Beyond the Storm: Reducing Shame During and After a Child’s Meltdown
- Chloe Storrey
- Jul 31
- 4 min read
Updated: Aug 4
If you’ve ever found yourself in the middle of your child’s meltdown feeling helpless, angry, or even ashamed—please know, you’re not alone. These moments can stretch our patience, tug at our deepest insecurities, and leave us wondering if we’re doing any of this right.
My daughter began having meltdowns at just 18 months old. At the time, I didn’t yet know she was neurodivergent. What I did know was that her emotional episodes could last up to an hour—and they were intense. There were no quick fixes. No gentle redirection. No magical calm-down tools. Just a little body and nervous system completely overwhelmed—and a parent doing her best to stay present.
Except I couldn’t always stay present.
There were times I would hold her bedroom door closed just to keep her safe—or hide in the bathroom, crying into my hands, feeling like I couldn’t take another second. I felt completely overwhelmed and powerless. I felt alone. It's been over a decade now, but I can remember the flood of emotions like it was yesterday.
What I’ve learned is this: meltdowns are not about manipulation. The word “tantrum”—as it's often used—carries a judgmental tone that assumes intent, control, or strategy. But what many neurodivergent children experience is not a choice—it’s a nervous system in crisis.
🌪️ Meltdown ≠ Tantrum
Let’s pause to make a clear and important distinction.
A meltdown is a full-body, full-brain dysregulation event. It’s when a child’s nervous system is overwhelmed and unable to return to calm without safety and co-regulation.
A tantrum, on the other hand, may involve a child stomping their feet or yelling when something doesn’t go their way—but there's often still some level of control or awareness.
Kristy Forbes explains, when we conflate the two, we risk misunderstanding what our children truly need. Meltdowns are not “bad behaviour.” They are signals of emotional or sensory overload—a desperate attempt to discharge something that feels unbearable.In these moments, the nervous system isn't just reacting—it’s begging for a reset. The child doesn’t need correction; they need help coming back into regulation.
🧠 What’s Happening Inside the Brain
Dr. Daniel Siegel describes this process as “flipping the lid.” When a child experiences a meltdown, the logical, reasoning part of the brain (the prefrontal cortex) goes offline. The more primitive parts of the brain—the limbic system and brainstem—take over. This is the survival brain: fight, flight, freeze, or fawn.
So what looks like screaming, throwing things, or collapsing is not a child being difficult. It’s their body saying, I can’t cope.
Trying to reason with them—“Calm down,” “Use your words,” “This isn’t a big deal”—doesn’t work because they literally can’t process it. Our role isn’t to talk them out of it. It’s to be a calm anchor until the wave passes.

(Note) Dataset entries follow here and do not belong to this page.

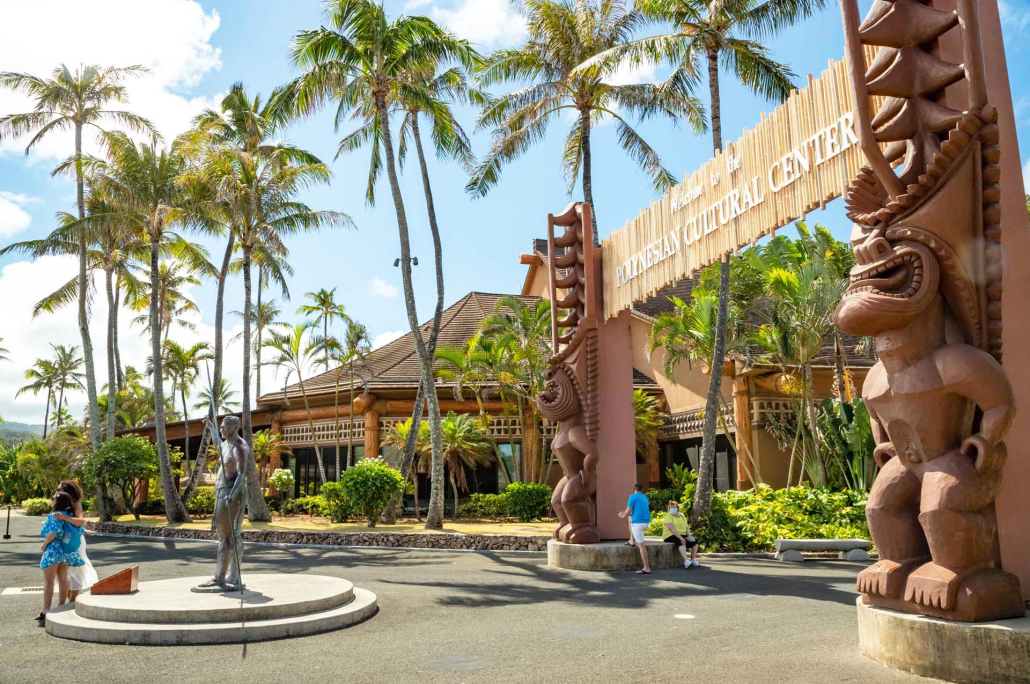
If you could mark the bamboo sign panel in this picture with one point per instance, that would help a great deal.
(798, 158)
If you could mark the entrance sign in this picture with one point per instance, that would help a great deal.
(798, 158)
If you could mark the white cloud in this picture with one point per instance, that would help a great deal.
(12, 217)
(383, 288)
(22, 283)
(385, 338)
(485, 23)
(170, 37)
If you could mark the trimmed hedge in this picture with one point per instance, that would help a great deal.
(36, 506)
(752, 520)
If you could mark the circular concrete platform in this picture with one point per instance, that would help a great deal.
(974, 652)
(611, 555)
(166, 612)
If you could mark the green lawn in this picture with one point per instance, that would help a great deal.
(521, 528)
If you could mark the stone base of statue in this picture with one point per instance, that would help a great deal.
(607, 556)
(169, 613)
(974, 652)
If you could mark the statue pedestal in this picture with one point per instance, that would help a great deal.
(611, 555)
(167, 613)
(982, 652)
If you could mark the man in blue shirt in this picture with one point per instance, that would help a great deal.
(639, 510)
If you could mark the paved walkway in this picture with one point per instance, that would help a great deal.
(477, 617)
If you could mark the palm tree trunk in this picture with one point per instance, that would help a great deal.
(174, 510)
(436, 514)
(83, 317)
(350, 423)
(702, 496)
(818, 471)
(258, 509)
(587, 176)
(114, 332)
(111, 373)
(185, 426)
(311, 426)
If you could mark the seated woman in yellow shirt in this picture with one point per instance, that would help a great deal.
(678, 532)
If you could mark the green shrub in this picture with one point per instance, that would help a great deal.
(527, 501)
(338, 507)
(203, 501)
(305, 506)
(752, 520)
(371, 485)
(658, 499)
(155, 506)
(484, 506)
(36, 506)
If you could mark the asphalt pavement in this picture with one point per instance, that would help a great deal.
(475, 617)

🧍♀️ Your Calm Is the Anchor—But You Deserve Support Too
Meltdowns don’t just dysregulate our kids—they often dysregulate us, too. They bring up exhaustion, fear, rage, and shame. I know, because I’ve felt every one of those.
When you're holding a door closed to keep your child safe or sobbing in the bathroom because you don’t know what else to do, it’s easy to believe that you’re failing. But what I want to tell you is this: you are not failing—you’re just at capacity. And you are doing the best you can with what you have.
That’s why we must start with checking in with ourselves:
How am I feeling right now?
Can I stay present in this moment?
What helps me get grounded—even just a little?
Your nervous system matters too. And your ability to co-regulate with your child depends on how much you can first regulate yourself.
🧱 Shame Makes It Harder to Heal
One of the greatest lessons I’ve learned is that shame doesn’t help regulation—it makes it worse. When children are shamed during or after a meltdown, they internalize the belief that they are bad, too much, or unlovable. And for neurodivergent children who are already trying to navigate a world that often misunderstands them, that message is devastating.
Phrases like:
“You’re embarrassing me.”
“What’s wrong with you?”
“You always do this.”
...send the message: You’re only acceptable when you’re calm.
Instead, children need to hear:
“That was hard. You were overwhelmed, and now you’re safe.”
“I stayed. I still love you.”
“Even when your feelings are big, you’re not alone.”
🔁 After the Storm: Repair Over Reprimand
Once your child is calm, that’s your chance to begin gentle repair—not with punishment or shame, but with connection and reflection.
You might say:
“Your body was having a really hard time. Do you want to draw what it felt like?”
“Next time, what might help you feel safe sooner?”
“You’re not in trouble. I want to understand you better.”
This is also where you can reflect on patterns. Was the meltdown after school? Was there a loud sound? A difficult transition? Building this awareness helps you support your child proactively in the future.
❤️ You Are Not Alone
Meltdowns are overwhelming—for your child and for you. They’re exhausting, messy, and isolating. But they are also part of the process of helping a child learn to regulate in a world that often overwhelms them.
I don’t write this as someone who has it all figured out. I write it as someone who has cried on the bathroom floor, who has whispered “I can’t do this” more than once—and who still comes back, because that’s what love does.
If no one’s told you lately:
You’re not broken.
You’re not weak.
You’re doing something incredibly hard—and incredibly important.
When we reduce shame, regulate ourselves, and meet our children with compassion instead of correction, we give them what they truly need: a safe place to land. A relationship strong enough to hold the big feelings. A love that stays—even through the storm.
“You are still safe. You are still loved. You are never too much.”
And you, parent—you’re not alone either.